Le 2015/02/03 21:54, Guillaume Friloux a écrit :
> Hello, thanks for answering.
> 
> I have to use --inplace to limit writes on the ZFS dataset, otherwise
> each snapshot
> will use the total file size instead of only the diff.
> In my env, i dont do local copies, i do send over SSH on a BSD host.
> 
> I will redo all the tests without --inplace to see if it does better 
> for
> rsync
> (but wont be a real solution for my ZFS vol).
> 
> I am using /dev/urandom only because i wanted a simple test case, but
> the problem
> occurs with real files, like outlook PST files, PPT files and so on.
> 
> I intentionally not used gzip because gzip itself also produce some
> problems
> here with the files, and i do use --rsyncable, or tell rsyncrypto to 
> use
> gzip (encounter the problem with both methods).
> 
> Youre saying rsyncrypto uses gzip, but i did give --gzip=nullgzip that
> is
> a bash script calling cat, and so, not compression should be done, or 
> is
> rsyncrypto adding compression over what gzip did ?
> 
> 
> Le 2015/02/03 20:54, Shachar Shemesh a écrit :
>> rsyncrypto compresses as part of the encryption. You obviously did not
>> notice this, as you were using /dev/random as your source, and hence
>> producing uncompressible files. This is also the reason (at least part
>> of it) that the encrypted files were not the same size.
>> 
>>  On 03/02/15 10:34, Guillaume Friloux wrote:
>> 
>>> The only thing i can see is that between file1.iso.enc and
>>> file2.iso.enc,
>>> the filesize dropped a little, and between file2.iso.enc and
>>> file3.iso.enc it is higher,
>>> but i have no idea if this can be related...

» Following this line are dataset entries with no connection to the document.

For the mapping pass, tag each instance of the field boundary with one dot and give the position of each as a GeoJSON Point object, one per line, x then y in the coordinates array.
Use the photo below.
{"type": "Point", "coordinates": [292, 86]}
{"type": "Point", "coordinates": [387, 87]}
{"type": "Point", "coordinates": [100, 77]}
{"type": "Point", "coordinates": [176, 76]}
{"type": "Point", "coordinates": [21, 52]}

>>  You are using rsync with --inplace. In that mode, rsync cannot reuse
>> blocks that were already overwritten by the destination file. When the
>> new file is bigger than the old one, you are overwriting the data you
>> would reuse while transferring, severely limiting rsync's ability to
>> optimize your transfer. If you remove --inplace, you will see that
>> rsync has no problem optimizing your encrypted files, no matter the
>> size changes.
>> 
>>  You have not asked your gzip question, but I am guessing it is either
>> the same issue there, or you forgot to pass it the --rsyncable flag.